Dimanche 13 septembre à 10h30, messe à Golinhac, à la mémoire de Lucien Galan, missionnaire et martyr au Laos et de Marie-Eugène de l’Enfant-Jésus, bienheureux.
Du 25 au 28 septembre 2026 : Le pape Léon XIV en France Cliquez ici pour en savoir plus.
Du 30 septembre au 04 octobre 2026 : Communautés Catholiques Francophones dans le monde : Journées pastorales à Barcelone. Cliquez pour en savoir plus
Vendredi 23 octobre à 20h3O, conférence à la Maison Saint-Pierre avec Françoise-Emmanuelle Doron, biographe avec la participation du P. Alexis de Brebisson, membre de l'Institut Notre-Dame-de-Vie. Thème : 10e anniversaire béatification de Lucien Galan, missionnaire et martyr au Laos et de Marie-Eugène de l’Enfant-Jésus
Samedi 24 octobre à 10h45, messe à Ceignac, à la mémoire de Lucien Galan, missionnaire et martyr au Laos et de Marie-Eugène de l’Enfant-Jésus, bienheureux.

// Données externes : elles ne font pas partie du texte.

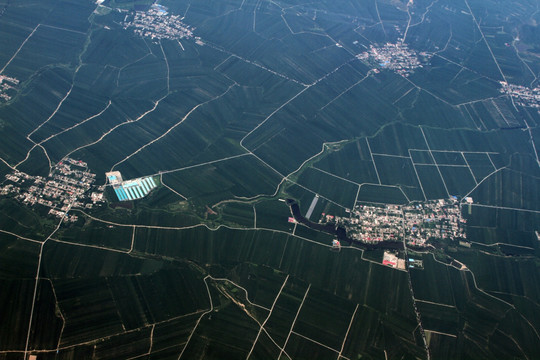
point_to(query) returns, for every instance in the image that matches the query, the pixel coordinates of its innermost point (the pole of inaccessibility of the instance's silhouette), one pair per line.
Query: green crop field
(241, 111)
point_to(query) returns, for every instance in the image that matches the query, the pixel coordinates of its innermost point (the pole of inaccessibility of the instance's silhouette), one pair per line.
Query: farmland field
(297, 180)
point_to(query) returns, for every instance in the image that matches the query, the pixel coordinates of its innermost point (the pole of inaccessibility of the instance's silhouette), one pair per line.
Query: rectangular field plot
(398, 171)
(280, 322)
(351, 162)
(261, 282)
(242, 177)
(433, 283)
(47, 322)
(324, 318)
(448, 158)
(421, 157)
(61, 261)
(442, 347)
(397, 140)
(458, 179)
(89, 309)
(480, 165)
(18, 258)
(439, 318)
(15, 300)
(330, 187)
(46, 46)
(225, 334)
(238, 213)
(174, 332)
(364, 335)
(381, 194)
(299, 347)
(21, 220)
(224, 246)
(98, 234)
(173, 292)
(273, 214)
(432, 183)
(124, 346)
(509, 189)
(264, 348)
(503, 274)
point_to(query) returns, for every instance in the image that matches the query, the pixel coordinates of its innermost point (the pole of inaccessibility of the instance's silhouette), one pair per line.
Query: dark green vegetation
(269, 102)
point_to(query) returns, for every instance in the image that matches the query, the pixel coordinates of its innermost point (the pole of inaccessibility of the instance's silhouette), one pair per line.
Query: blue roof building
(131, 189)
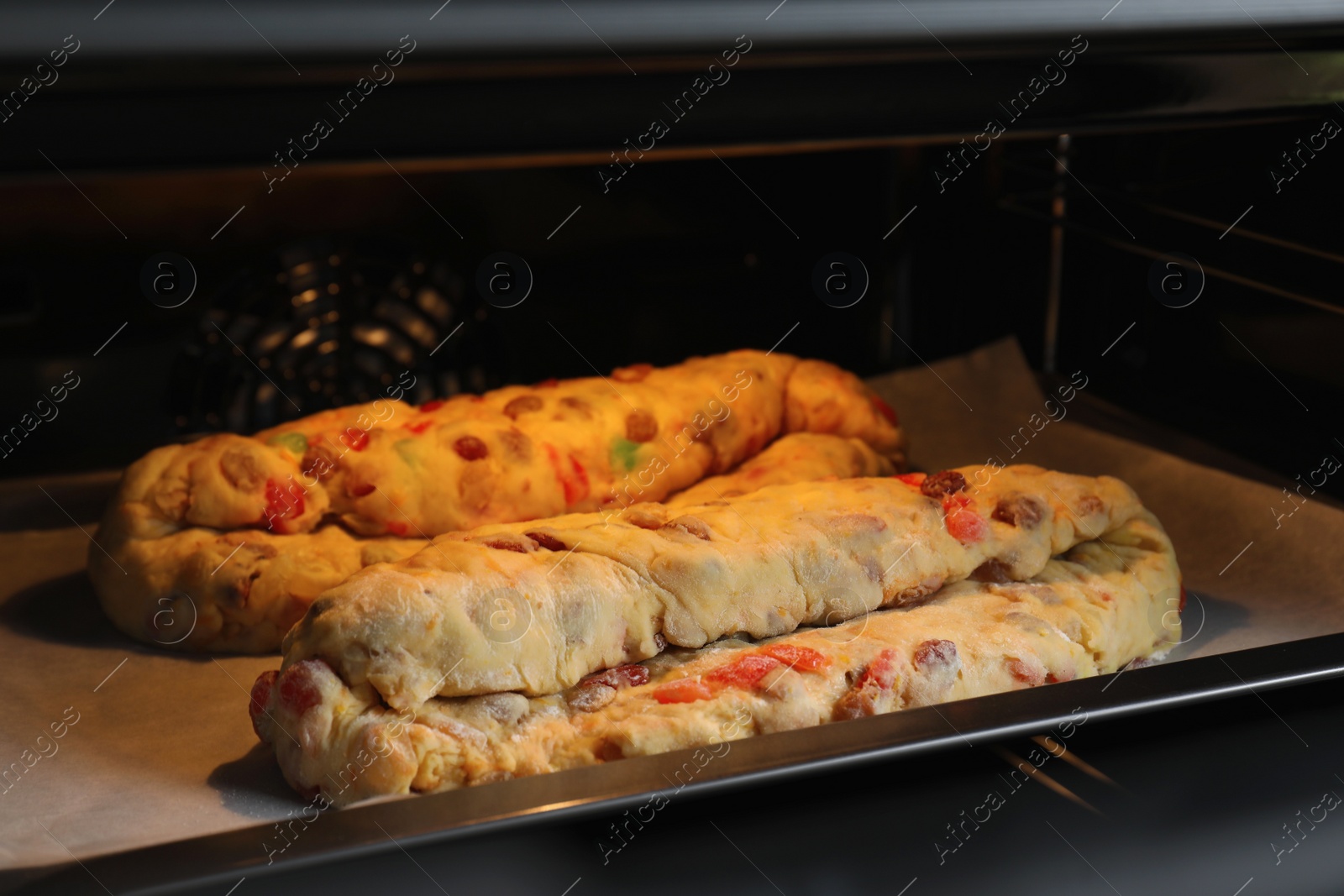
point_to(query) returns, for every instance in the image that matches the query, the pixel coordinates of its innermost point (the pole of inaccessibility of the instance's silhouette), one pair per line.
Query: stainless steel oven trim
(367, 829)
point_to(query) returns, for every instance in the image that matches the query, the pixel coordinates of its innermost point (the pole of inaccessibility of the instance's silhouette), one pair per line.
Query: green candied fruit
(407, 449)
(293, 443)
(624, 453)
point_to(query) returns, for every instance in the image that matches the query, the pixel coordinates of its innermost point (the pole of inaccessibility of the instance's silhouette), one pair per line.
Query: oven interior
(1162, 223)
(344, 280)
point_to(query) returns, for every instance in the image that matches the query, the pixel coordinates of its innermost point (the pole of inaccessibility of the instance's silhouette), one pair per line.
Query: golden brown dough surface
(517, 453)
(202, 589)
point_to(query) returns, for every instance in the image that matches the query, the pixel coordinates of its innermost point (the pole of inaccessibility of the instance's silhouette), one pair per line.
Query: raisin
(1026, 672)
(627, 676)
(640, 426)
(578, 405)
(691, 526)
(523, 405)
(936, 653)
(1021, 511)
(470, 448)
(548, 542)
(992, 570)
(942, 484)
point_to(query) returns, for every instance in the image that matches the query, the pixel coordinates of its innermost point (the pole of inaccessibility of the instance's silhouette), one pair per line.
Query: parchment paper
(163, 748)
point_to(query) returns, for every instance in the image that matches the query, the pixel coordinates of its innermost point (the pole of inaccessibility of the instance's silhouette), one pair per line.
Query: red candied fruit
(963, 521)
(261, 696)
(743, 672)
(573, 477)
(880, 672)
(804, 658)
(297, 691)
(355, 438)
(282, 503)
(682, 691)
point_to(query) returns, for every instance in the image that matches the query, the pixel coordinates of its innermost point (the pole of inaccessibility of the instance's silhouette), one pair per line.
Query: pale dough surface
(537, 606)
(1100, 606)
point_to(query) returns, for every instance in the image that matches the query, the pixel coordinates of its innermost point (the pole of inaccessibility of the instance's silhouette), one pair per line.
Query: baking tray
(161, 782)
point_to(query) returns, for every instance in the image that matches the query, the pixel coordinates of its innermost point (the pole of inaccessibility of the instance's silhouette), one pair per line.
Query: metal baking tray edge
(370, 828)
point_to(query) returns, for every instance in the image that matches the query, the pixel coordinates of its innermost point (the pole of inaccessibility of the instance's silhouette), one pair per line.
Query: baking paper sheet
(160, 747)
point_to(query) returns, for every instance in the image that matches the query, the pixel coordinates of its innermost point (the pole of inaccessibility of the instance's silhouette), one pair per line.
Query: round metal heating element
(323, 325)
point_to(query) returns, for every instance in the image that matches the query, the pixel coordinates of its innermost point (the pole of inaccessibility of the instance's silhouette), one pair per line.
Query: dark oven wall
(346, 281)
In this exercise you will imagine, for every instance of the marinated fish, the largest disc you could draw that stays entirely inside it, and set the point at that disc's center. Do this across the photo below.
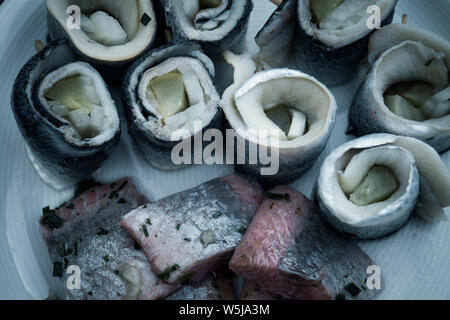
(289, 251)
(369, 187)
(66, 115)
(328, 38)
(169, 99)
(285, 112)
(407, 91)
(85, 232)
(218, 25)
(187, 235)
(108, 34)
(217, 287)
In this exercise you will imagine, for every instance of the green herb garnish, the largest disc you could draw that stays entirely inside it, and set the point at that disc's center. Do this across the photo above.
(165, 275)
(102, 232)
(144, 229)
(353, 289)
(58, 269)
(50, 219)
(145, 19)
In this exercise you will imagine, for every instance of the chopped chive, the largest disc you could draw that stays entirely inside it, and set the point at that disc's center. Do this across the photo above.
(353, 289)
(340, 296)
(50, 219)
(58, 269)
(122, 201)
(102, 232)
(144, 229)
(145, 19)
(166, 273)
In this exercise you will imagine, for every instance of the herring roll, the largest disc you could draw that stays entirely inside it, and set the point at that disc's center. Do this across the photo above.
(111, 34)
(407, 91)
(325, 38)
(66, 115)
(169, 97)
(286, 112)
(368, 187)
(218, 25)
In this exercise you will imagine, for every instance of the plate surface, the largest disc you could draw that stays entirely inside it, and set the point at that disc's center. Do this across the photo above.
(414, 261)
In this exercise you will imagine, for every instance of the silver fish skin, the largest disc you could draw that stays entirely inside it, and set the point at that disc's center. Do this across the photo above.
(92, 239)
(187, 235)
(369, 113)
(217, 287)
(427, 185)
(289, 251)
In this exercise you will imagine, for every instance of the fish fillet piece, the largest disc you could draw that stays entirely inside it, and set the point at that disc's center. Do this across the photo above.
(186, 235)
(252, 291)
(217, 287)
(89, 235)
(287, 250)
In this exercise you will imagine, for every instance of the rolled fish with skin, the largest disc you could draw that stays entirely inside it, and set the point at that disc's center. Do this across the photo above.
(368, 187)
(169, 98)
(407, 91)
(109, 34)
(66, 115)
(285, 111)
(325, 38)
(218, 25)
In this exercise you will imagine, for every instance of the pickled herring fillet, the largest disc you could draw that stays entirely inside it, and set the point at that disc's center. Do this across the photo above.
(86, 232)
(217, 287)
(289, 251)
(186, 235)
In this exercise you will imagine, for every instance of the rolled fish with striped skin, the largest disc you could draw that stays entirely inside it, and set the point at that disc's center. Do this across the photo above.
(286, 112)
(169, 98)
(407, 91)
(111, 34)
(218, 25)
(325, 38)
(66, 115)
(369, 187)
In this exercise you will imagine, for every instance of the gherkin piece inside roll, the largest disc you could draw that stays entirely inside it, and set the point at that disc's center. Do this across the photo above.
(218, 25)
(109, 34)
(379, 184)
(169, 97)
(407, 91)
(66, 115)
(283, 110)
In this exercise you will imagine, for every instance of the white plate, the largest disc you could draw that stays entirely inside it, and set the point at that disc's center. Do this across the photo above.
(414, 261)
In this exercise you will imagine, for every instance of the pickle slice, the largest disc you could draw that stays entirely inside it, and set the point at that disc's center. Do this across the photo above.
(170, 92)
(403, 108)
(379, 185)
(207, 4)
(280, 116)
(322, 8)
(416, 92)
(75, 92)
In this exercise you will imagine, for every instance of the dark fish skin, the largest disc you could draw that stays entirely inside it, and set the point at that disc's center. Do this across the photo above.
(333, 66)
(231, 41)
(289, 251)
(91, 238)
(217, 287)
(112, 71)
(40, 129)
(158, 149)
(252, 291)
(189, 234)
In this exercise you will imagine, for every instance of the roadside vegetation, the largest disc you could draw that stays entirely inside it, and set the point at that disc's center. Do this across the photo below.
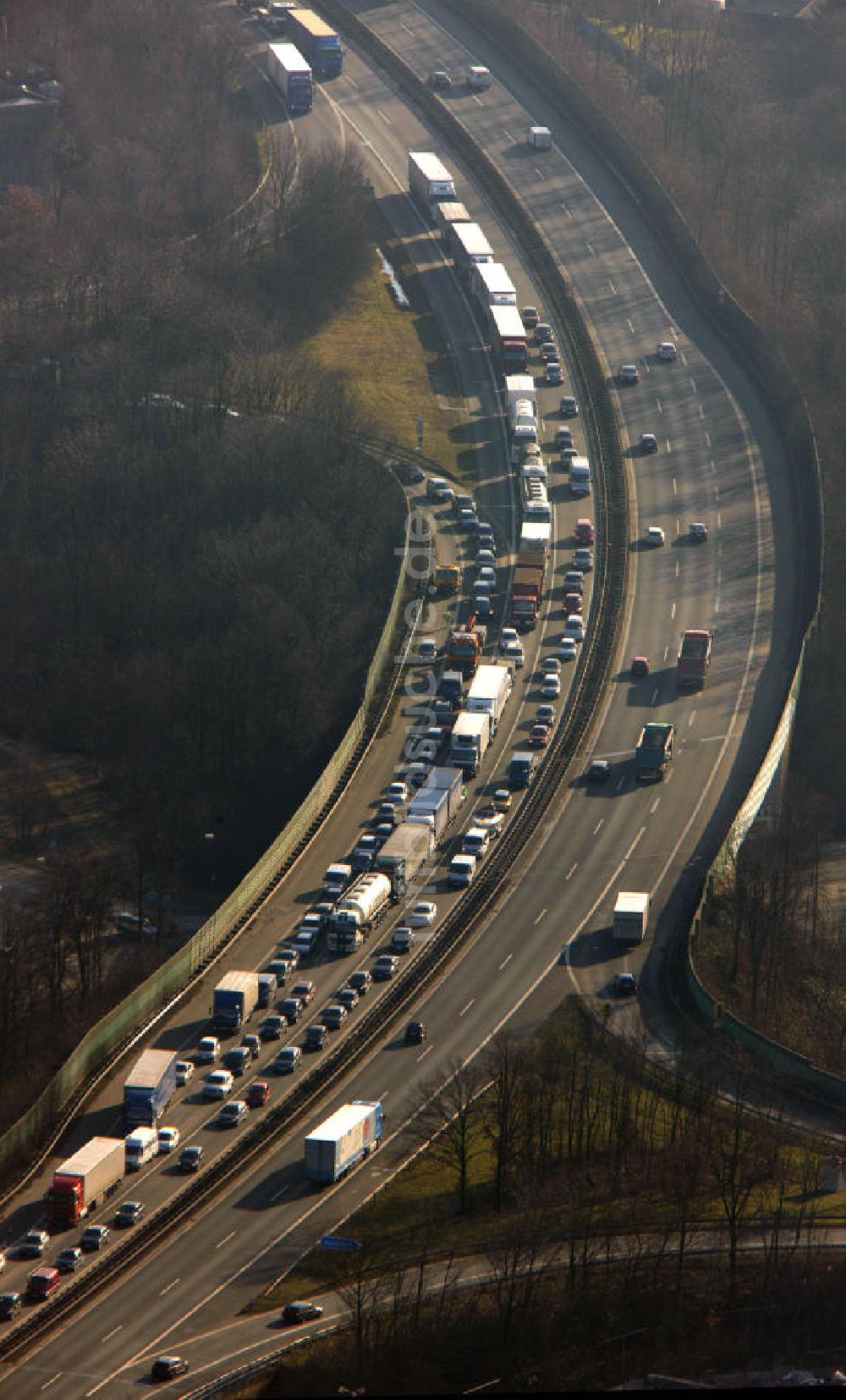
(585, 1186)
(196, 554)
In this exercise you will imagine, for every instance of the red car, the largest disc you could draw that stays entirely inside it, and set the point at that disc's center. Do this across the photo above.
(257, 1094)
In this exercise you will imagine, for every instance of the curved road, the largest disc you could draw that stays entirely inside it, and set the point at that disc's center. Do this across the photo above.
(552, 929)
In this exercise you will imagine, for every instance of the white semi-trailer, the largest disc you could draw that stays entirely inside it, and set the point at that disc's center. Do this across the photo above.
(343, 1140)
(490, 692)
(430, 181)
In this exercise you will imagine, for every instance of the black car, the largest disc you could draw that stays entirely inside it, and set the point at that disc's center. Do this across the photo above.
(165, 1368)
(301, 1312)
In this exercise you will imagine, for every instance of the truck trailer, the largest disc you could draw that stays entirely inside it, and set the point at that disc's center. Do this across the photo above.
(527, 587)
(316, 41)
(406, 850)
(343, 1140)
(491, 286)
(85, 1182)
(508, 339)
(291, 76)
(233, 1001)
(490, 692)
(653, 751)
(357, 910)
(469, 741)
(469, 248)
(430, 181)
(631, 916)
(694, 659)
(149, 1088)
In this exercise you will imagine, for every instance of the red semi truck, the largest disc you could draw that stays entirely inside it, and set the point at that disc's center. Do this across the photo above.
(527, 587)
(694, 659)
(85, 1181)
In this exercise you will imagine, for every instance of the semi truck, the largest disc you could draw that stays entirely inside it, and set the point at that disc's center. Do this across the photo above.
(527, 587)
(357, 912)
(536, 537)
(631, 914)
(469, 741)
(520, 404)
(139, 1147)
(149, 1088)
(491, 286)
(291, 76)
(85, 1181)
(438, 800)
(404, 852)
(694, 659)
(580, 477)
(430, 181)
(464, 647)
(508, 339)
(655, 751)
(469, 248)
(448, 213)
(336, 1145)
(316, 41)
(233, 1001)
(490, 692)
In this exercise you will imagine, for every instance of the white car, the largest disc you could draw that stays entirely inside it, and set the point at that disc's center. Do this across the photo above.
(218, 1084)
(423, 914)
(209, 1050)
(168, 1140)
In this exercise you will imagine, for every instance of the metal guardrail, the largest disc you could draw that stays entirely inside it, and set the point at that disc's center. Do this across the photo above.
(589, 682)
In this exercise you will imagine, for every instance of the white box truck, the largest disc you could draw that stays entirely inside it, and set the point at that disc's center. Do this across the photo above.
(140, 1147)
(469, 741)
(430, 181)
(491, 286)
(490, 692)
(343, 1140)
(631, 916)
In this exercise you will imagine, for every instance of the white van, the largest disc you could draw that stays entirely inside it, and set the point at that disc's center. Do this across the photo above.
(140, 1147)
(479, 79)
(336, 879)
(475, 841)
(462, 868)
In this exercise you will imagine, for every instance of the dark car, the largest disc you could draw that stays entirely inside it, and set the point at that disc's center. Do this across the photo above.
(237, 1059)
(167, 1368)
(294, 1314)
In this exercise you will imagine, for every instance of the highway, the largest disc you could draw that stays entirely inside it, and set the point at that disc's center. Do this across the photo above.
(717, 462)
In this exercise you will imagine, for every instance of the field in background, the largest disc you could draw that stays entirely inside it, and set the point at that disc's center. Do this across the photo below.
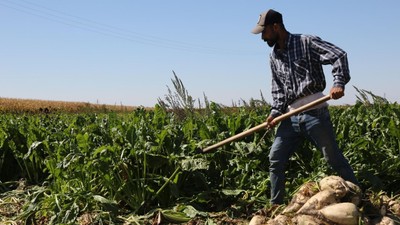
(15, 105)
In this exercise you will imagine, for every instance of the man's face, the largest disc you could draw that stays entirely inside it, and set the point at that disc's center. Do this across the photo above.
(269, 35)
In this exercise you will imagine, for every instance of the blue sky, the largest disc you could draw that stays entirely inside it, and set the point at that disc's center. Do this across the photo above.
(124, 51)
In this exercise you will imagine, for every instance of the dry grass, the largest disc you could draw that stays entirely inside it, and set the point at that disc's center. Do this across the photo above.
(13, 105)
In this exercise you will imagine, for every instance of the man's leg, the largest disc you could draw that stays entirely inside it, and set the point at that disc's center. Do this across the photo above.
(320, 131)
(286, 141)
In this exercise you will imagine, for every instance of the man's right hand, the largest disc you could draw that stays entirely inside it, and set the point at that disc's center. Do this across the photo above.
(270, 122)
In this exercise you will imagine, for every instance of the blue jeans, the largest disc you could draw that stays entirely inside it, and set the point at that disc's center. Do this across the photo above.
(316, 126)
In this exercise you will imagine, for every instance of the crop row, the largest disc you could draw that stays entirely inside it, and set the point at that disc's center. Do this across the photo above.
(130, 164)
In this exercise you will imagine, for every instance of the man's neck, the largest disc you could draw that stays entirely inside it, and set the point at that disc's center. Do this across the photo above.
(283, 37)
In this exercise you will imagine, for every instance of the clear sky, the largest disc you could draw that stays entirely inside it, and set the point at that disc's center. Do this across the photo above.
(125, 51)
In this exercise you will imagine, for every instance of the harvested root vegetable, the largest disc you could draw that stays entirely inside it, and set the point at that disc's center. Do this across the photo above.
(279, 220)
(354, 194)
(307, 220)
(258, 220)
(318, 201)
(305, 192)
(383, 221)
(335, 183)
(345, 213)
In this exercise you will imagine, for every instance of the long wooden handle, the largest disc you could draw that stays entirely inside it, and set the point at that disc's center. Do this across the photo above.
(265, 124)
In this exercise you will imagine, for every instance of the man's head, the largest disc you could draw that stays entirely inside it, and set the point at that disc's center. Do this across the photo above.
(268, 17)
(270, 25)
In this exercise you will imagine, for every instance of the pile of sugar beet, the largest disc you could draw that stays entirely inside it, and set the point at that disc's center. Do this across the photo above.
(333, 201)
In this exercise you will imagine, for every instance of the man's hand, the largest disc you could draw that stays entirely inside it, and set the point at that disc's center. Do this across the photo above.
(336, 92)
(270, 120)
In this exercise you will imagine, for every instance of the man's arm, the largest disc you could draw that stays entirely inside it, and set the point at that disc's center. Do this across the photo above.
(335, 56)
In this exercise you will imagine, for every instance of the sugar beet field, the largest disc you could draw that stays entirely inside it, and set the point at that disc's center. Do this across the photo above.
(141, 166)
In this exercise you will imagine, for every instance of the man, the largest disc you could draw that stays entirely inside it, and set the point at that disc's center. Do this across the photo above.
(297, 79)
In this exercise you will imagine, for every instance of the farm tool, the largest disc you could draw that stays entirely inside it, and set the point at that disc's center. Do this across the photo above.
(265, 124)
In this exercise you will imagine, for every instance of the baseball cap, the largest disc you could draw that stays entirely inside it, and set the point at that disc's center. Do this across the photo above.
(266, 18)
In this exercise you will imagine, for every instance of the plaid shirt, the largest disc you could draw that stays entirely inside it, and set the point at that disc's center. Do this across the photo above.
(297, 71)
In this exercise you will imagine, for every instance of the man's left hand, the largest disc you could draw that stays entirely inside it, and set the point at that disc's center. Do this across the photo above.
(336, 92)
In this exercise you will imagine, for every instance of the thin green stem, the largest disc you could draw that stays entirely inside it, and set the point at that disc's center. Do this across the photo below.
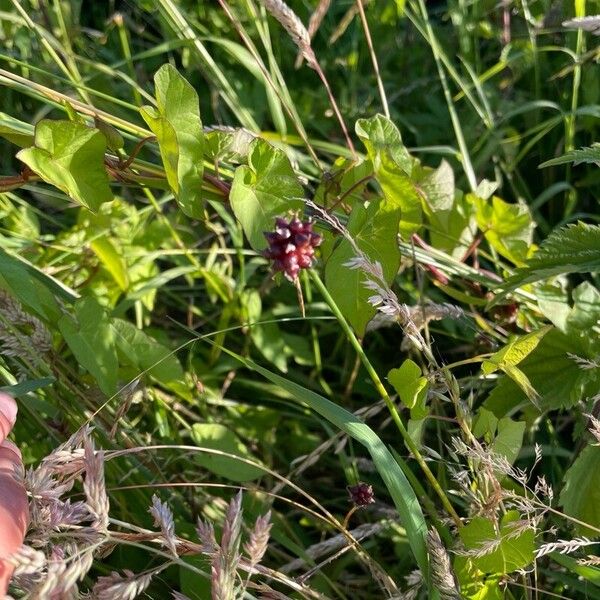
(570, 125)
(460, 138)
(410, 444)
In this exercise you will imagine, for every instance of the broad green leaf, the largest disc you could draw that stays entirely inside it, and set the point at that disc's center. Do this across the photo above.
(571, 249)
(485, 425)
(409, 383)
(514, 352)
(218, 437)
(91, 339)
(580, 496)
(452, 225)
(15, 131)
(70, 156)
(380, 136)
(437, 186)
(177, 126)
(264, 189)
(25, 387)
(591, 574)
(507, 227)
(513, 551)
(397, 484)
(509, 439)
(114, 262)
(475, 585)
(393, 166)
(32, 287)
(581, 155)
(374, 229)
(145, 354)
(114, 139)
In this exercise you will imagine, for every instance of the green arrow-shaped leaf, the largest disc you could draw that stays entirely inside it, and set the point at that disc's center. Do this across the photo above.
(70, 156)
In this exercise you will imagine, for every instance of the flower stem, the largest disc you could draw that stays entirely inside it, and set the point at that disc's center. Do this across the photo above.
(410, 444)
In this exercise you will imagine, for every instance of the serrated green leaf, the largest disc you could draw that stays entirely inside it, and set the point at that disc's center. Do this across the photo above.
(112, 260)
(557, 379)
(70, 156)
(392, 165)
(264, 189)
(177, 126)
(374, 229)
(580, 496)
(512, 552)
(514, 352)
(507, 227)
(581, 155)
(571, 249)
(218, 437)
(91, 339)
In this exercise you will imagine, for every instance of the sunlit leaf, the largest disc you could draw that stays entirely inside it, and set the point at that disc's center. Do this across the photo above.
(264, 189)
(70, 156)
(177, 126)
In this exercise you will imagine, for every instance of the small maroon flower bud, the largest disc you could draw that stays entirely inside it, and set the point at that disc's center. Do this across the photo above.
(291, 246)
(361, 494)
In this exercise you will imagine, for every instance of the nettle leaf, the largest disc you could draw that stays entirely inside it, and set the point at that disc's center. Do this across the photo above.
(509, 439)
(392, 165)
(580, 496)
(515, 351)
(374, 228)
(264, 189)
(581, 155)
(508, 228)
(512, 552)
(141, 351)
(409, 383)
(177, 126)
(91, 339)
(511, 355)
(571, 249)
(70, 156)
(557, 379)
(218, 437)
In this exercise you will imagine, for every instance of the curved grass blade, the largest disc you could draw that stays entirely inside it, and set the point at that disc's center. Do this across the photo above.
(396, 482)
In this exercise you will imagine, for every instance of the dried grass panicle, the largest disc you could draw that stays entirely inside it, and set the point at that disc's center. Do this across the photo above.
(163, 518)
(224, 584)
(20, 332)
(442, 576)
(206, 534)
(257, 545)
(121, 587)
(314, 23)
(94, 485)
(294, 27)
(564, 546)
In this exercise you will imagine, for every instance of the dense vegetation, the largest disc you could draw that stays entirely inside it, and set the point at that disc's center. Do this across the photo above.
(395, 392)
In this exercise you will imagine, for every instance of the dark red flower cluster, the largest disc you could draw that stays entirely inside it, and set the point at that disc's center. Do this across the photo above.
(291, 246)
(361, 494)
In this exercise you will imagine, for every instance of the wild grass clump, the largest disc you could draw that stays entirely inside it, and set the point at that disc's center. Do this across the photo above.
(302, 301)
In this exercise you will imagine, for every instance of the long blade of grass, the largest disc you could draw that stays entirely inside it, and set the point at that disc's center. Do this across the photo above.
(404, 497)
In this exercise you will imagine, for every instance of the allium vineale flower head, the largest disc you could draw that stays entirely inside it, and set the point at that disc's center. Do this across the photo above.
(291, 246)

Dimanche 25 octobre à 10h30, messe à Aubin, à la mémoire de Lucien Galan, missionnaire et martyr au Laos et de Marie-Eugène de l’Enfant-Jésus, bienheureux.
Samedi 28 novembre à 18h00, Célébration diocésaine au Sacré-Cœur à Rodez, à la mémoire de Lucien Galan, missionnaire et martyr au Laos et de Marie-Eugène de l’Enfant-Jésus, bienheureux.